Which allows them to hire and maintain the world’s best talent and why they continue to grow exponentially compared to similar sized companies.
How can you improve eNPS?
A study revealed that only about 33% of employees are engaged at work. And the average employee spends about four years at the same job, this number is far lower for the millennial demographic. So you can see why a lot of companies are having trouble holding on to talent. Millennials especially are twice as likely to leave a job if it doesn’t satisfy their personal requirements.
One of the core tenants of eNPS is having solid employee engagement. In addition you can look into having a set of great work benefits, like dental and vision to boost your employee satisfaction and turn them into promoters.

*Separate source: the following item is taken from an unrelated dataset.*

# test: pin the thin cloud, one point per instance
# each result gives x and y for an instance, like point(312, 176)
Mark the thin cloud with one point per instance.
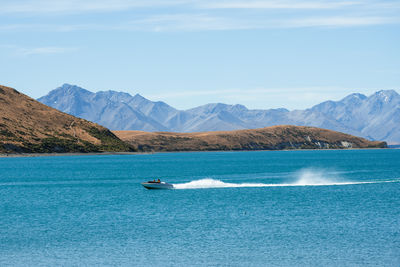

Another metric to work at is employee experience and satisfaction, having methods to let employees voice their frustrations should give you a way to understand what’s bothering them and help you find solutions for their grievances.
A simple follow-up question provides information about the quality of the employee experience and about the reasons for a particular rating. You can ask all survey participants the same questions rephrase it accordingly:
For promoters: What do you appreciate the most about [company name]?
For passives: What would make your experience at [company name] even better?
For detractors: What can we do to improve your experience at [company name]?
We hope that this blog helped you get a better understanding of now NPS can affect the quality of hires at your company.